I can’t admit this to Terry, but I still don’t fully understand what sparring is. At least I know it’s practice fighting, but I don’t get how you gauge how far to go, how hard to hit, or how the trainers regulate the action, and the action here isn’t making it any clearer. Three rings— the fourth belongs to Johnny Rodz’s Unpredictable School of Pro Wrestling—are alive with the sounds of sparring: guttural exhalations, slapped leather, stentorian admonitions from the ropes. It’s the first time I’ve seen fighting up close, and the noises are squishy and snuffly, nothing like the clear metallic cracks on movie soundtracks. When someone connects with an uppercut, there’s a muted splash. A blow to the head clicks on the headgear, or is a wet rag on the face. Patterns form in the breath whenever a punch derails it from the engine regularity—whiffle begets snort, pchew-pchew begets hmph—and their
satin trunks swish and their boots bang through the canvas and make a blunt  drum  of the hollow ring. “Get him back, Jemique!” “Body! Body! BODEEE!” Trainers are furious spouses, taking it personally when their fighter does a dumb move. Then one session will suddenly pull the whole gym around it like a birthday  cake, and  the yelling keeps climbing to higher  registers, the pace escalates, every punch spraying a sweat fountain; someone bleeds; everyone screams advice; until a Latino guy with a walking stick—his name is Sinbad— just lets rip, topping out the racket: “Ayeeeee! Ayeeeee! Ayeeeee!”

When a session is done, the combatants embrace.  Even if it looked like war, they do this, and the pack dissolves and the next pair steps in. I am thrilled by the whole thing. It doesn’t strike me as vio- lent. I see it as an abstruse language that I know slightly, as if I were in Tokyo after a year of Japanese lessons—my accent is convincing, I smile and nod, but, frankly, I haven’t a clue what they’re going on about. It is clear that the only way to get the subtleties of sparring is to spar, but even then, the rules may bend for me.
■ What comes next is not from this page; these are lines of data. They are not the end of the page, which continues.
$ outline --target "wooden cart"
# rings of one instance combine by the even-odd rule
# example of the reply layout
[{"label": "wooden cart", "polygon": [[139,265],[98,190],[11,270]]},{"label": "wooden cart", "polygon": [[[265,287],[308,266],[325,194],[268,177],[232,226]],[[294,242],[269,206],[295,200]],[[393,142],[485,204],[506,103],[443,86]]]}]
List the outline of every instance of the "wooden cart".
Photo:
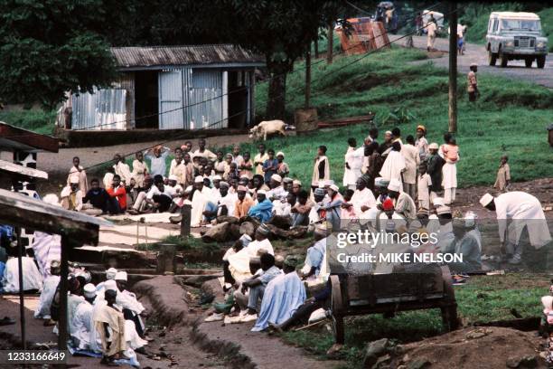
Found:
[{"label": "wooden cart", "polygon": [[343,344],[343,318],[365,314],[440,308],[444,327],[458,327],[457,303],[449,268],[391,274],[331,276],[336,343]]}]

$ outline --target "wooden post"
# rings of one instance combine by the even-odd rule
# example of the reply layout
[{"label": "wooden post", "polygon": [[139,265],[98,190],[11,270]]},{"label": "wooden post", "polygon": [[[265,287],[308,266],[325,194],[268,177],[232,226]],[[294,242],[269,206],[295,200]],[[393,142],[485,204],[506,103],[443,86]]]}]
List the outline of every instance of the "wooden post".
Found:
[{"label": "wooden post", "polygon": [[333,63],[333,43],[334,43],[334,26],[333,24],[333,23],[331,22],[328,24],[328,30],[326,32],[326,63],[327,64],[332,64]]},{"label": "wooden post", "polygon": [[21,228],[15,229],[15,234],[17,236],[17,268],[19,269],[19,318],[21,324],[21,348],[23,350],[27,349],[27,339],[25,337],[25,298],[23,281],[23,245],[21,242]]},{"label": "wooden post", "polygon": [[61,235],[61,273],[60,276],[60,319],[58,320],[58,350],[67,349],[67,288],[69,277],[69,249],[70,241],[68,236]]},{"label": "wooden post", "polygon": [[190,236],[190,222],[192,221],[192,204],[184,203],[181,208],[181,237]]},{"label": "wooden post", "polygon": [[449,2],[449,132],[457,131],[457,4]]},{"label": "wooden post", "polygon": [[311,105],[311,47],[305,52],[305,109]]}]

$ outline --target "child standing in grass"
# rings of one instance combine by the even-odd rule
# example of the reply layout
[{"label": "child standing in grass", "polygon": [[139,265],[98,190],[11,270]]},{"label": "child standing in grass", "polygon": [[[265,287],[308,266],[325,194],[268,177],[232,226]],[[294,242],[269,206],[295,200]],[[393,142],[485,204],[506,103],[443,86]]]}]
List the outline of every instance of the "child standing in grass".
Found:
[{"label": "child standing in grass", "polygon": [[430,210],[430,186],[432,186],[432,179],[426,173],[426,163],[421,163],[418,166],[418,181],[417,182],[419,210]]},{"label": "child standing in grass", "polygon": [[459,161],[459,147],[455,138],[450,134],[444,135],[444,145],[440,147],[440,156],[445,160],[442,167],[444,175],[444,201],[450,205],[455,201],[457,189],[457,161]]},{"label": "child standing in grass", "polygon": [[509,156],[507,155],[501,156],[500,167],[497,170],[497,178],[495,179],[495,184],[493,184],[494,188],[502,193],[508,192],[509,184],[511,184],[511,168],[508,161]]}]

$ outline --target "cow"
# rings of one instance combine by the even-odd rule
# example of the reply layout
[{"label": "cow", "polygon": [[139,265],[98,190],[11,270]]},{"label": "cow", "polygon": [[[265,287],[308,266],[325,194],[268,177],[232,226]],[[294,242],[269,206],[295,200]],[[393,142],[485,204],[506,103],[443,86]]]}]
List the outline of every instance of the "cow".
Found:
[{"label": "cow", "polygon": [[259,139],[263,137],[267,141],[267,137],[274,134],[286,136],[285,128],[291,128],[282,120],[264,120],[258,125],[249,129],[249,138]]}]

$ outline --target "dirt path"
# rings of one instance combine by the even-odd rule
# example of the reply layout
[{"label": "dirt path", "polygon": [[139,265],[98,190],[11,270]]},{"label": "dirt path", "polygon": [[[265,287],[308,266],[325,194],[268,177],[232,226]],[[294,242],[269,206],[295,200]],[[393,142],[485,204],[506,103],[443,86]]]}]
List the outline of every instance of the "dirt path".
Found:
[{"label": "dirt path", "polygon": [[[393,42],[400,37],[402,35],[390,34],[389,41]],[[404,45],[405,41],[400,40],[398,43]],[[413,36],[413,43],[418,49],[426,50],[426,36]],[[449,39],[437,38],[435,46],[441,52],[447,52],[449,50]],[[508,68],[501,68],[498,66],[499,63],[495,67],[491,67],[488,65],[488,53],[483,44],[466,43],[464,55],[457,56],[457,68],[459,72],[467,73],[471,63],[475,62],[478,64],[479,72],[520,79],[553,89],[553,60],[551,58],[553,58],[553,55],[549,53],[544,69],[536,68],[535,62],[532,64],[532,68],[526,68],[524,61],[509,61]],[[426,62],[420,61],[416,62]],[[449,58],[446,55],[444,58],[432,59],[432,62],[438,67],[449,68]]]}]

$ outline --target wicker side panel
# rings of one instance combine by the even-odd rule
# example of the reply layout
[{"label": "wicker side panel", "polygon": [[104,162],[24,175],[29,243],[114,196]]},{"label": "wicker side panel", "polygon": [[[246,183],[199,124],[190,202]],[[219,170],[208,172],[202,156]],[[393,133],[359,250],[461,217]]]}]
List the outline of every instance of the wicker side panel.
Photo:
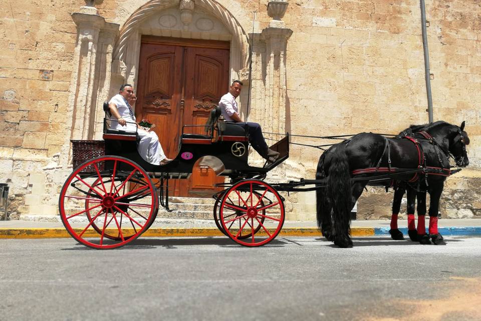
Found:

I want no special treatment. In London, I learned to play pool to burst the ennui of pub blokes when a girl stepped up to the table—the way they wouldn’t even bother watching a girl’s shots. I thought beating them at their own game struck a blow for all women, and I thought so all over again with Sam and my softball swing, and with Sam not wanting to be “pussy-whipped.” Now I’m thinking it again. Let me spar, let me learn, let  me  show  what  women  can  do.  This is funny, because nobody’s telling me I can’t.